(ATTN: UPDATES with police data in last 2 paras)
SEOUL, Oct. 5 (Yonhap) -- The Seoul city government will block all mass rallies on Hangeul Day in an ongoing effort to prevent the spread of the coronavirus, an official said Monday.
The city government imposed a ban on rallies of 10 or more people in August after mass anti-government rallies on Liberation Day on Aug. 15 were blamed for a spike in coronavirus cases in the country. The ban has since been extended until midnight Sunday.
Park Yoo-mi, a city disease control officer, said during a regular press briefing that there are currently 52 rallies involving 10 or more people planned for the national holiday celebrating the invention of the Korean alphabet, Hangeul, on Friday.
"We plan to consult the Seoul Metropolitan Police Agency and jointly respond (to the rallies) at their source," she said, adding that the city government continues to believe in the importance of safeguarding citizens' lives as much as their freedom of assembly.
Rallies on National Foundation Day on Saturday were scaled back as police installed checkpoints at 90 locations in the central Gwanghwamun area and subway trains passed without stopping at nearby stations.
Conservative activists leading the rallies have accused the Moon Jae-in government of using the pandemic as an excuse to crack down on dissent.
One conservative group, made up of participants in the Aug. 15 rallies, reported plans to hold two rallies of 1,000 people each to the police.
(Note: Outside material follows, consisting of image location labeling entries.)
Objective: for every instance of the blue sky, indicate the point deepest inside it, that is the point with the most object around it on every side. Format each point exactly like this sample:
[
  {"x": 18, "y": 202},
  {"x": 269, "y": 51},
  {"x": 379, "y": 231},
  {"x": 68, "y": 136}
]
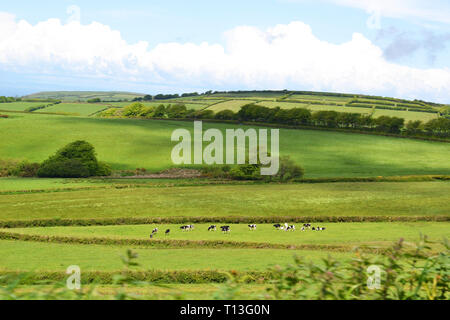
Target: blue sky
[{"x": 401, "y": 48}]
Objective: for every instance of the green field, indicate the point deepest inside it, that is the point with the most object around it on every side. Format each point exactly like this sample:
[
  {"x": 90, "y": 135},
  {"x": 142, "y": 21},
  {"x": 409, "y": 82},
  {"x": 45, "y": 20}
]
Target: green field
[
  {"x": 84, "y": 95},
  {"x": 323, "y": 199},
  {"x": 20, "y": 106},
  {"x": 29, "y": 256},
  {"x": 103, "y": 217},
  {"x": 369, "y": 233},
  {"x": 83, "y": 109},
  {"x": 129, "y": 144}
]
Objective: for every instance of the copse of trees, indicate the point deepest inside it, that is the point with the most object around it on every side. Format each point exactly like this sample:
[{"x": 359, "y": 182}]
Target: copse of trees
[
  {"x": 4, "y": 99},
  {"x": 75, "y": 160},
  {"x": 294, "y": 117}
]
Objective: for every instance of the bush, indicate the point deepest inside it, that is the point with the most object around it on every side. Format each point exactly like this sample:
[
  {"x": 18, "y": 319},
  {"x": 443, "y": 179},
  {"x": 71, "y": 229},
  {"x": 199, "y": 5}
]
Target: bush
[
  {"x": 63, "y": 168},
  {"x": 103, "y": 169},
  {"x": 76, "y": 160},
  {"x": 27, "y": 169}
]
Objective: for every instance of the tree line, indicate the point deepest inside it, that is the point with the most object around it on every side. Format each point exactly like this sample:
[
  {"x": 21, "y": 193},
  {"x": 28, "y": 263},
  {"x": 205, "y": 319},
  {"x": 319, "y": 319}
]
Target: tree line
[{"x": 439, "y": 127}]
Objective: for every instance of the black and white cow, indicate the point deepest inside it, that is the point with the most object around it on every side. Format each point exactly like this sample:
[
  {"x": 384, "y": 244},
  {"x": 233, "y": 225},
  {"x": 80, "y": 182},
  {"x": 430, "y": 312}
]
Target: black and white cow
[
  {"x": 187, "y": 227},
  {"x": 290, "y": 228}
]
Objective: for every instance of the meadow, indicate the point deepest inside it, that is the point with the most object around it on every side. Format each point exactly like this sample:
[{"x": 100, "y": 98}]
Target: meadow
[
  {"x": 129, "y": 144},
  {"x": 49, "y": 224},
  {"x": 274, "y": 200},
  {"x": 83, "y": 109},
  {"x": 345, "y": 234}
]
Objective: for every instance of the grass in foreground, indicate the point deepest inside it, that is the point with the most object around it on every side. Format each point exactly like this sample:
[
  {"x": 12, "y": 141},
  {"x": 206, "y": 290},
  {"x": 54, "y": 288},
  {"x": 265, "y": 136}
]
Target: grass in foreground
[{"x": 31, "y": 256}]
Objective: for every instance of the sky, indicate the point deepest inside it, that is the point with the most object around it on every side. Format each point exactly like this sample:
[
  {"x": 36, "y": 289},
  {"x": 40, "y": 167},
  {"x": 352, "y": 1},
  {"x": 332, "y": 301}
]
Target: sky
[{"x": 398, "y": 48}]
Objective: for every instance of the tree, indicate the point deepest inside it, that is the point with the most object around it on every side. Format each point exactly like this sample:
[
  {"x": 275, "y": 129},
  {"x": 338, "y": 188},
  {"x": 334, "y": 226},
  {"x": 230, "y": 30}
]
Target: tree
[
  {"x": 133, "y": 110},
  {"x": 75, "y": 160},
  {"x": 225, "y": 115}
]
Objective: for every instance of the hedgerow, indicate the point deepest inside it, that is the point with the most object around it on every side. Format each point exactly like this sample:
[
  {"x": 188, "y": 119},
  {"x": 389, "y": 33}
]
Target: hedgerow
[{"x": 230, "y": 219}]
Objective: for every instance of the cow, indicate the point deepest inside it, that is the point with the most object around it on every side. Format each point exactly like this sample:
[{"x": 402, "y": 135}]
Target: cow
[{"x": 290, "y": 228}]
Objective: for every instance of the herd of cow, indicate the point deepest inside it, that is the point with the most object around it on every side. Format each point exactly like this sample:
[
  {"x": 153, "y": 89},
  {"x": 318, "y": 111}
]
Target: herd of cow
[{"x": 227, "y": 229}]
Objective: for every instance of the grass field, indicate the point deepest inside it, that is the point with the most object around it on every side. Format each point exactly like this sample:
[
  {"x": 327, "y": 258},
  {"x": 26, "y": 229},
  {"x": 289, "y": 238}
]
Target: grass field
[
  {"x": 324, "y": 199},
  {"x": 128, "y": 144},
  {"x": 20, "y": 106},
  {"x": 83, "y": 109},
  {"x": 28, "y": 256},
  {"x": 84, "y": 95},
  {"x": 124, "y": 206},
  {"x": 369, "y": 233}
]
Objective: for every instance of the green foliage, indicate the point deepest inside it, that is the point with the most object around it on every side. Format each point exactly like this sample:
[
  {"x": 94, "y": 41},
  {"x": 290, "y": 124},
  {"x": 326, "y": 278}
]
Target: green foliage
[
  {"x": 75, "y": 160},
  {"x": 63, "y": 168},
  {"x": 408, "y": 273},
  {"x": 133, "y": 110}
]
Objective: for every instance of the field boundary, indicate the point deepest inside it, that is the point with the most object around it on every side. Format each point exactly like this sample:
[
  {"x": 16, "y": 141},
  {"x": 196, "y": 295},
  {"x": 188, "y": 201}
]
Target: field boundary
[
  {"x": 212, "y": 182},
  {"x": 153, "y": 276},
  {"x": 11, "y": 224}
]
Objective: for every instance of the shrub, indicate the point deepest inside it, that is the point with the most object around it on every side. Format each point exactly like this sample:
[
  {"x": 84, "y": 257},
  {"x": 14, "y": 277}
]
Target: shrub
[
  {"x": 27, "y": 169},
  {"x": 103, "y": 169},
  {"x": 76, "y": 160},
  {"x": 63, "y": 168}
]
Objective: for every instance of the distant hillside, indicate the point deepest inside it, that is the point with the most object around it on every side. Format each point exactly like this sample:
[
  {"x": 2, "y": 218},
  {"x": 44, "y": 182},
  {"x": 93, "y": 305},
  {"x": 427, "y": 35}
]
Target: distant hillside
[{"x": 84, "y": 95}]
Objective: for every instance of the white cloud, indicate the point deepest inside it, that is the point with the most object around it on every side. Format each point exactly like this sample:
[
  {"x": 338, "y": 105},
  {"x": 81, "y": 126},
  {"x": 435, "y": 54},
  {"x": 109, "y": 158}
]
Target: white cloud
[
  {"x": 285, "y": 56},
  {"x": 430, "y": 10}
]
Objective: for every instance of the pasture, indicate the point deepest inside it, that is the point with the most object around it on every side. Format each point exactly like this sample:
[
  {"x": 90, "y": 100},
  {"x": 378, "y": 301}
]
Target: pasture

"We are reporting rallies for Hangeul Day out of desperation that the only way to confront the oppression of the Moon Jae-in government is through freedom of assembly and association," Choi In-sik, secretary-general of the group, said in a press conference outside Jongno Police Station in central Seoul.
Choi's group had previously planned to hold a mass rally on Saturday.
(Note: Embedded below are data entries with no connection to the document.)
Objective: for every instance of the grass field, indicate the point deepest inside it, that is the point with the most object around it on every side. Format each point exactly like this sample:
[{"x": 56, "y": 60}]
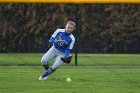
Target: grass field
[{"x": 100, "y": 74}]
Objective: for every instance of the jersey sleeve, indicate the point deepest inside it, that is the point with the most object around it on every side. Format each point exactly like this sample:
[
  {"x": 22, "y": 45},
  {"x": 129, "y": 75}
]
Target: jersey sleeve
[
  {"x": 72, "y": 42},
  {"x": 55, "y": 33}
]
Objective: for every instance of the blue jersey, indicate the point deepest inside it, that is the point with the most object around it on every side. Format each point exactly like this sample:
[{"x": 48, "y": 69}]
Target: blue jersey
[{"x": 66, "y": 45}]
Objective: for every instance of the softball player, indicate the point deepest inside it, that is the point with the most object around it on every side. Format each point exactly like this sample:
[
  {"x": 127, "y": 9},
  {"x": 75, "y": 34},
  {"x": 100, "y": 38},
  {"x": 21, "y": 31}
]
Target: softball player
[{"x": 63, "y": 41}]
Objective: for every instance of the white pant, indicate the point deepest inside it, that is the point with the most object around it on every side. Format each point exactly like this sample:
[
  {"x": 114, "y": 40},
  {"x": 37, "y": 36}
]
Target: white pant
[{"x": 50, "y": 54}]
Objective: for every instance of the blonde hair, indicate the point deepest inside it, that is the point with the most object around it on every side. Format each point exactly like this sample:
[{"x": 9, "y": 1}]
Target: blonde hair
[{"x": 72, "y": 23}]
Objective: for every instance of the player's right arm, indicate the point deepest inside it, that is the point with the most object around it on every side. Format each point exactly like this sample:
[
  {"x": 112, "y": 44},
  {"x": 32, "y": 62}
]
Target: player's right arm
[{"x": 52, "y": 39}]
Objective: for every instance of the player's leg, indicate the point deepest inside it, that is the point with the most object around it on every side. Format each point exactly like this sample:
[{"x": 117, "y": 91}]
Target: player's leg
[
  {"x": 48, "y": 56},
  {"x": 55, "y": 66}
]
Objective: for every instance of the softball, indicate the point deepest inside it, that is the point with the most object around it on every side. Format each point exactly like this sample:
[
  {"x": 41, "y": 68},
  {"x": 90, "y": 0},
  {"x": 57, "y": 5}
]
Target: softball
[{"x": 68, "y": 80}]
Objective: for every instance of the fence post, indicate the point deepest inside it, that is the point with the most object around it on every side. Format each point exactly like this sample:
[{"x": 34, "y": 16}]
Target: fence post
[{"x": 76, "y": 46}]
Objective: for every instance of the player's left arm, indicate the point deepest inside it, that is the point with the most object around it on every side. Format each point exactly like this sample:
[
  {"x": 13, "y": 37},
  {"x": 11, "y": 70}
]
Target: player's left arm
[{"x": 69, "y": 48}]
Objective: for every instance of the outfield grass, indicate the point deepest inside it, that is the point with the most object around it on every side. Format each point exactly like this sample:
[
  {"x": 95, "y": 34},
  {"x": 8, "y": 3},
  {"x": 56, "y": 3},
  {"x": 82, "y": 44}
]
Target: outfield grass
[
  {"x": 85, "y": 79},
  {"x": 83, "y": 59},
  {"x": 95, "y": 73}
]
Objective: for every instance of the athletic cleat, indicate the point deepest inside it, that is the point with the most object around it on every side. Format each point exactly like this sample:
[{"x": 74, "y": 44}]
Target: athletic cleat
[
  {"x": 46, "y": 78},
  {"x": 43, "y": 78}
]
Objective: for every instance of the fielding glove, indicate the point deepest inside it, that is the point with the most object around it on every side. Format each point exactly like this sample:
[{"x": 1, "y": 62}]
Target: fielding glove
[{"x": 66, "y": 60}]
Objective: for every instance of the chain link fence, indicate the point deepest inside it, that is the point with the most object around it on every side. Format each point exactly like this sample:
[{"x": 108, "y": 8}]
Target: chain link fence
[{"x": 106, "y": 34}]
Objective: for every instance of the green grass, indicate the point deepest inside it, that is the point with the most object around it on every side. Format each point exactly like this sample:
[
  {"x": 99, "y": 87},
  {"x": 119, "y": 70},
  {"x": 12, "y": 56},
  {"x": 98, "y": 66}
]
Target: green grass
[
  {"x": 83, "y": 59},
  {"x": 85, "y": 79},
  {"x": 96, "y": 73}
]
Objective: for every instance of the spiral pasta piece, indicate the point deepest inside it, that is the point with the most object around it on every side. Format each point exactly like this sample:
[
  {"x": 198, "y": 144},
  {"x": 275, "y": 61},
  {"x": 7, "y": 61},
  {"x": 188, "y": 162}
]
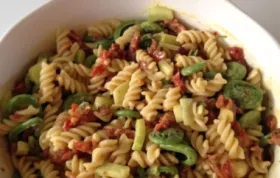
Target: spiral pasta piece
[
  {"x": 96, "y": 82},
  {"x": 172, "y": 98},
  {"x": 194, "y": 36},
  {"x": 127, "y": 35},
  {"x": 117, "y": 65},
  {"x": 134, "y": 90},
  {"x": 211, "y": 49},
  {"x": 69, "y": 83},
  {"x": 61, "y": 140},
  {"x": 104, "y": 28},
  {"x": 229, "y": 140},
  {"x": 254, "y": 77},
  {"x": 26, "y": 168},
  {"x": 121, "y": 77},
  {"x": 47, "y": 169},
  {"x": 121, "y": 154},
  {"x": 47, "y": 78},
  {"x": 198, "y": 142},
  {"x": 101, "y": 153},
  {"x": 150, "y": 112}
]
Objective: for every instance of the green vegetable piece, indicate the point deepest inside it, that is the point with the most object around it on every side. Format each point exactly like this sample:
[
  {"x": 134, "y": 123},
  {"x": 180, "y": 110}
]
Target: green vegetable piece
[
  {"x": 250, "y": 119},
  {"x": 235, "y": 71},
  {"x": 244, "y": 94},
  {"x": 168, "y": 39},
  {"x": 20, "y": 102},
  {"x": 34, "y": 73},
  {"x": 190, "y": 156},
  {"x": 80, "y": 56},
  {"x": 127, "y": 113},
  {"x": 186, "y": 71},
  {"x": 150, "y": 27},
  {"x": 209, "y": 75},
  {"x": 159, "y": 13},
  {"x": 77, "y": 98},
  {"x": 141, "y": 172},
  {"x": 106, "y": 44},
  {"x": 145, "y": 41},
  {"x": 13, "y": 135},
  {"x": 90, "y": 60},
  {"x": 122, "y": 27},
  {"x": 16, "y": 174},
  {"x": 171, "y": 170},
  {"x": 113, "y": 170},
  {"x": 103, "y": 101},
  {"x": 167, "y": 136},
  {"x": 140, "y": 133},
  {"x": 166, "y": 68},
  {"x": 120, "y": 92}
]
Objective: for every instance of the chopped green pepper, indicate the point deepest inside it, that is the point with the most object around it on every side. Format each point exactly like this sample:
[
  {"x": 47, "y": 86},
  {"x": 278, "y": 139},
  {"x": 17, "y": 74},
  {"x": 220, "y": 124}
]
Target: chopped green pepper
[
  {"x": 190, "y": 156},
  {"x": 127, "y": 113},
  {"x": 90, "y": 60},
  {"x": 186, "y": 71},
  {"x": 235, "y": 71},
  {"x": 77, "y": 98},
  {"x": 250, "y": 119},
  {"x": 150, "y": 27},
  {"x": 122, "y": 27},
  {"x": 13, "y": 135},
  {"x": 20, "y": 102},
  {"x": 244, "y": 94},
  {"x": 167, "y": 136}
]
He said they decided to report plans for two rallies, both in the Gwanghwamun area, expecting them to be banned, and will in fact hold only one.
Choi also denounced what he called inconsistencies in the government's actions as it allowed crowds to gather at tourist spots over the recent holiday.
If the Hangeul Day rallies are banned again, the group will take the case to court, he added.
According to a separate tally released by the police, a total of 1,116 rallies were reported for Friday and 1,089 for the following day.
Of those planned for Friday, 56 involve 10 or more people, and of Saturday's, 54 do. One group has reported plans for a rally of 4,000 people.